TIA is developing breakthrough software ``for treating these databases as a virtual, centralized grand database'' capable of being quickly mined by counterintelligence officers even though the data will be held in many places, many languages and many formats, DARPA documents say.
Given the government's propensity to give things names that are opposite to their function, I'm surprised they didn't call it the Privacy Defense program.
MICHAEL J. SNIFFEN, Associated Press Writer.
Of course, there are other aspects to this theory - that the data exists to detect the patterns, that the data can be gathered in something resembling realtime, and that the fedgov has the legal authority to gather this data. From what I have seen, the answers to THOSE questions is no, no, and no, respectively.
Well, President Hillary could then use TIA to help make her opponents MIA...

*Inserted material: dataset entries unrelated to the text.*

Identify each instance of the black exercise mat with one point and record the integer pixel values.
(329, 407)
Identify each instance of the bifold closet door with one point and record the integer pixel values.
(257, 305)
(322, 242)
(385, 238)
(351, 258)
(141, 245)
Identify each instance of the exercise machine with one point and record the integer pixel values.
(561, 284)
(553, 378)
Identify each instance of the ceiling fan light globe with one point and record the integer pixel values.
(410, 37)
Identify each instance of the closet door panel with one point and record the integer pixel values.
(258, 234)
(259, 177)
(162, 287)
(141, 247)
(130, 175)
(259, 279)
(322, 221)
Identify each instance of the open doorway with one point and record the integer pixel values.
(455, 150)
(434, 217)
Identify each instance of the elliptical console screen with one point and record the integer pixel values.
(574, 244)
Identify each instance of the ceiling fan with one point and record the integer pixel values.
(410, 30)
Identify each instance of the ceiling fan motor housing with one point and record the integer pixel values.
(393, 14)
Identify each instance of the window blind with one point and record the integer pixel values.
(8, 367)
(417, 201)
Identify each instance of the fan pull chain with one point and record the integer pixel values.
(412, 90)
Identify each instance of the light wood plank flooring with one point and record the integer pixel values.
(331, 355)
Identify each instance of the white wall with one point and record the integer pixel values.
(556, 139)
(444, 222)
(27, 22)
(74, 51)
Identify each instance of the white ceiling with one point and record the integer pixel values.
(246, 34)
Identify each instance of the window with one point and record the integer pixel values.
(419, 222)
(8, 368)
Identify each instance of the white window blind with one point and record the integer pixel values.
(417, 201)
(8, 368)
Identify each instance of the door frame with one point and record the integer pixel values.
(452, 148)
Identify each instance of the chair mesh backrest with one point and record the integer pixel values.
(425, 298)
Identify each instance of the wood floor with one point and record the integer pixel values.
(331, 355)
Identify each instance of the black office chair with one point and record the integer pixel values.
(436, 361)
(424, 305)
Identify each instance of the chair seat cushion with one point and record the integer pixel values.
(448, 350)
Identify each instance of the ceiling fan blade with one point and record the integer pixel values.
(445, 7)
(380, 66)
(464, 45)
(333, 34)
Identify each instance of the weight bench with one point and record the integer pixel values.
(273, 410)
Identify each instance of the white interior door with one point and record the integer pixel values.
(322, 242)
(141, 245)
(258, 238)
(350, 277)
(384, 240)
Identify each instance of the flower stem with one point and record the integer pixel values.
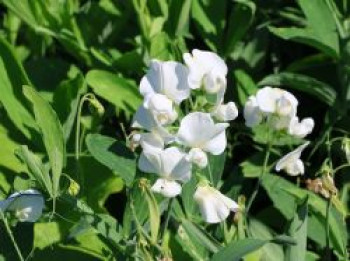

I work with large marketing databases for a living. It is my opinion that the data that DARPA actually seeks to make TIA work as billed simply does not exist in electronic, transmissible form. If DARPA were to build a database using existing commercial private databases like any marketing company does, they can expect results about as good - two percent is a very good day.
So TIA is built, it merges commercial data with some government data, and it fails as a modeling database. But if you happen to have a name you wish to look up to dump out some info that person, it would work quite nicely. So some Dem would sneak in a two-line privacy exemption into a Defense Authorization bill and TIA would be used and abused as a lookup database.
The point is, what the government is proposing here is insane. When they talk about tracking purchases, there is simply no means to control and gather that data - and control would be a key part of the equation. You have the issue of cash, and you have the issue of the fact that even credit card data only captures date, store and amount. Was that $400 purchase at Wal-Mart a gun? Or a Stairmaster?Was that expenditure at a farm supply ammonium nitrate? Or seed corn and a part for the tractor?
So the feds would have to mandate that all item purchase info be captured. And require that folks paying cash provide ID and the ID be captured. And that all point of sale systems be modified to capture this information and transmit it to the government in a standardized format. And the data be loaded, matched and merged in something resembling realtime, when the IRS can't even implement systems where 99 percent of the data received has a linking key.
So either DARPA is lying to us that existing data will suffice (experience with direct marketing shows it will not), or they are lying in that they intend to devise ways to gather more data, or they don't have a clue as to what this project will require. It's that simple.
Hillary says, "We ARE the government! Anything I use it for is what it was intended to be used for."